Bisnis.com, JAKARTA - Sutradara film Abracadabra, Faozan Rizal, tampak tak terlihat ada di acara press conference film barunya yang berjudul Abracadabra yang resmi akan rilis Kamis (9/1/2020).
Saat ini, dirinya sedang berada di Berlin. Namun ia menitipkan satu jawaban menarik melalui video singkat yang ditayangkan usai pemutaran film tersebut perihal alasan ia mengajukan ide cerita film bergenre fantasi, yang masih jarang dieksekusi pembuat film di Indonesia.
"Kenapa tidak? Dunia magis dan dunia sinema adalah dua dunia yang membuat saya hidup dalam dunia imajinasi saya sendiri. Walaupun penuh kebingungan, tapi intinya bagaimana kita harus percaya. Jadi mari kita rayakan kebingungan ini," ungkap pria yang akrab dipanggil Pak Ao ini.
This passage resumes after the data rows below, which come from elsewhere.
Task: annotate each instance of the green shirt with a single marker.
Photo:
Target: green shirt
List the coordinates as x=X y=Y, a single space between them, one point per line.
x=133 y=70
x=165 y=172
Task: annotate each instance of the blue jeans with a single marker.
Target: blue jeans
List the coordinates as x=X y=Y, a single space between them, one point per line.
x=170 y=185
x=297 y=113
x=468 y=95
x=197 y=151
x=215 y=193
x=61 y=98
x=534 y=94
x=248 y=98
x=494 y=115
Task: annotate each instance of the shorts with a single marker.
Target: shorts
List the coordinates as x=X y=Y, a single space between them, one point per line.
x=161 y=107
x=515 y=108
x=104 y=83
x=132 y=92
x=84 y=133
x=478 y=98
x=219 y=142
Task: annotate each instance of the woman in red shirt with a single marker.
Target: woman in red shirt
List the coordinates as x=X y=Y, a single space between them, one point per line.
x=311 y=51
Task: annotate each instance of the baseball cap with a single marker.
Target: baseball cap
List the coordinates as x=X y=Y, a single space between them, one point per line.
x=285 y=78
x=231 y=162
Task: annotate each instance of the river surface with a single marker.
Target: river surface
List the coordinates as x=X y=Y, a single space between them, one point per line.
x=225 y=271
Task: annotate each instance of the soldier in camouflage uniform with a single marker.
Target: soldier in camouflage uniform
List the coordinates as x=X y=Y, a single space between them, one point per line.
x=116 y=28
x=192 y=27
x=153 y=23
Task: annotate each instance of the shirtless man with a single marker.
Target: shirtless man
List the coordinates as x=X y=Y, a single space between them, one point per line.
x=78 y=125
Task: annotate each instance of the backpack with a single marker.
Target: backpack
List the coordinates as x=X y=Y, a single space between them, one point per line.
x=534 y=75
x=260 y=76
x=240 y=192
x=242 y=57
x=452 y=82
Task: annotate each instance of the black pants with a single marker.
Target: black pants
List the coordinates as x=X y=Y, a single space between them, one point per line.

Abracadabra adalah sebuah film yang berkisah tentang Lukman (Reza Rahadian) adalah seorang pesulap ulung yang bermaksud untuk mengundurkan diri dari dunia yang membesarkannya melalui sebuah pertunjukkan. Namun naas, properti sulap yakni kotak kayunya membawa celaka dengan membuat hilang beberapa orang.
Tema yang baru
Reza Rahadian, pemain utama film Abracadabra pun mengaku ini adalah kali pertamanya bermain dalam film bergenre fantasi setelah 13 tahun maral melintang di industri perfilman Indonesia sebagai aktor.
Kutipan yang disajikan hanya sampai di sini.